DMR:A machine which is Dual Modular Redundant has duplicated elements which work in parallel to provide one form of redundancy. A typical example is a complex computer system which has duplicated nodes, so that should one node fail, another is ready to carry on its work. For instance: the Submarine Command System SMCS used on submarines of the Royal Navy employs duplicated central computing nodes, interconnected by a duplicated LAN.
DMR:双重模块冗余(Dual Modular Redundant )机器,通过复制元素、并行运作,来提供一种冗余。一个典型的例子是 复杂的电脑系统,它会复制很多节点,当一个节点发生故障,另一个节点就准备好接替它的工作。再举个例子:潜艇指挥系统 (SMCS :the Submarine Command System ),被用在皇家海军的潜艇上,采用复制中央计算节点,通过复制的局域网来互相连接。
A lockstep fault-tolerant machine uses replicated elements operating in parallel. At any time, all the replications of each element should be in the same state. The same inputs are provided to each replication, and the same outputs are expected. The outputs of the replications are compared using a voting circuit. A machine with two replications of each element is termed dual modular redundant (DMR). The voting circuit can then only detect a mismatch and recovery relies on other methods. Examples include 1ESS switch. A machine with three replications of each element is termed triple modular redundant (TMR). The voting circuit can determine which replication is in error when a two-to-one vote is observed. In this case, the voting circuit can output the correct result, and discard the erroneous version. After this, the internal state of the erroneous replication is assumed to be different from that of the other two, and the voting circuit can switch to a DMR mode. This model can be applied to any larger number of replications.
容错同步机器能复制元素,并行运作。任何时候,每个复制元素的状态都是一样的。对每个复制的输入都是一样的,并且输出也跟预期的一样。使用表决电路来对复制元素的输出进行比较。每个元素有两个复制品的机器被称为 双重模块冗余(DMR)。 表决电路只能侦测不匹配的状况,而依靠其他方法来恢复。例子包括 1ESS(TheNumber One Electronic Switching System 第一电子交换系统)。每个元素有三个复制品的机器被称为三重模块冗余(TMR)。当表决电路观察到表决数为二比一时,就会决定那些复制品是故障的。在这种情况下,表决电路会输出正确的结果,并且抛弃错误的版本。在此之后,错误复制品的内部状态被假设为跟其他两个复制品不一样,同时表决电路会切换至DMR模式。该模型可用于任何存在大量复制品的情况。
TMR:In computing,triple modular redundancy, sometimes called
triple-mode redundancy
TMR:在电脑运算中,双重模块冗余有时被称为双重模式冗余
[1]
(TMR) is a fault-tolerant form of N-modular redundancy, in which three systems perform a process and that result is processed by a voting system to produce a single output. If any one of the three systems fails, the other two systems can correct and mask the fault. If the voter fails then the complete system will fail. However, in a good TMR system the voter is much more reliable than the other TMR components. Alternatively, if there is another stage of TMR logic following the current one (for example, in systems such as the Saturn Launch Vehicle Digital Computer), then three voters are used – one for each copy of the next stage of logic.

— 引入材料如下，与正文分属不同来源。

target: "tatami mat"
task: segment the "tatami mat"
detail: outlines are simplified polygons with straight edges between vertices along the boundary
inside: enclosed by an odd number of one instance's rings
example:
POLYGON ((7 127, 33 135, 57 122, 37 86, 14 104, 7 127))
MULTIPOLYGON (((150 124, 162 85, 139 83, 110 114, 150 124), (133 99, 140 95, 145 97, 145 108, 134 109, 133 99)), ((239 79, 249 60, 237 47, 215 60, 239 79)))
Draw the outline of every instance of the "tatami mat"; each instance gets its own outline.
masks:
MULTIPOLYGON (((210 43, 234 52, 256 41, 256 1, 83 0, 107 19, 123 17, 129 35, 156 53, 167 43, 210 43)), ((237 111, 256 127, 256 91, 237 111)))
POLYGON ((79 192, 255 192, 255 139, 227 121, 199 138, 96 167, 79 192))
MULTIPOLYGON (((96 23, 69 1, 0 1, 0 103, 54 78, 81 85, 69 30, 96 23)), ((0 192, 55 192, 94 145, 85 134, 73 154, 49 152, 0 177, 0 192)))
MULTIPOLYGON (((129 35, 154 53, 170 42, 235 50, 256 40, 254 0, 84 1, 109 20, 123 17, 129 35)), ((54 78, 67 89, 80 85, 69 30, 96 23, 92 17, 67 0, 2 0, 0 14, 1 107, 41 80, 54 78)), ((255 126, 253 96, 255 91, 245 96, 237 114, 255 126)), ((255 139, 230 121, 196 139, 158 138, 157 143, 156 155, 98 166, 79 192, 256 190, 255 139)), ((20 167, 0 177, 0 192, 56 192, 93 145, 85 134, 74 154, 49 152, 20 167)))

TMR是一种 多模块容错形式的冗余,三个系统的执行过程和执行结果是是通过表决系统处理来产出的一个单一的输入输出。三个系统中的任何一个发生故障,其他两个系统都能纠正错误并且修复这个错误。如果表决电路发生故障 ,那么整个系统都将会瘫痪。然而,在一个优秀的TMR系统中,表决电路是通常是系统中最可靠的部件。或者,若在当前TMR逻辑系统中存在另外一个阶段(例如,土星运载火箭上的数字计算机系统),那么把三个表决电路中的每一个都会被备份,为逻辑系统的下一阶段做准备。
The TMR concept can be applied to many forms of redundancy, such as software redundancy in the form of N-version programming.
TMR概念可以应用在许多冗余形式中,例如N版本编程的软件冗余形式。
Some ECC memory uses triple modular redundancy hardware (rather than the more common Hamming code), because triple modular redundancy hardware is faster than Hamming error correction hardware.
一些ECC内存(Error-correcting code memory:ECC memory寄存式内存,能够实现错误检查和纠正技术的内存条)使用三重模块冗余硬件(比常见的汉明码(Hamming code是一个错误校验码码集)要好),因为三重模块冗余硬件要比汉明码的错误纠正技术硬件更加迅速。
[2]
Space satellite systems often use TMR,
航天卫星系统经常使用TMR
[3][4][5]
although satellite RAM usually uses Hamming error correction.
尽管卫星的RAM经常使用汉明码错误纠正技术
[6]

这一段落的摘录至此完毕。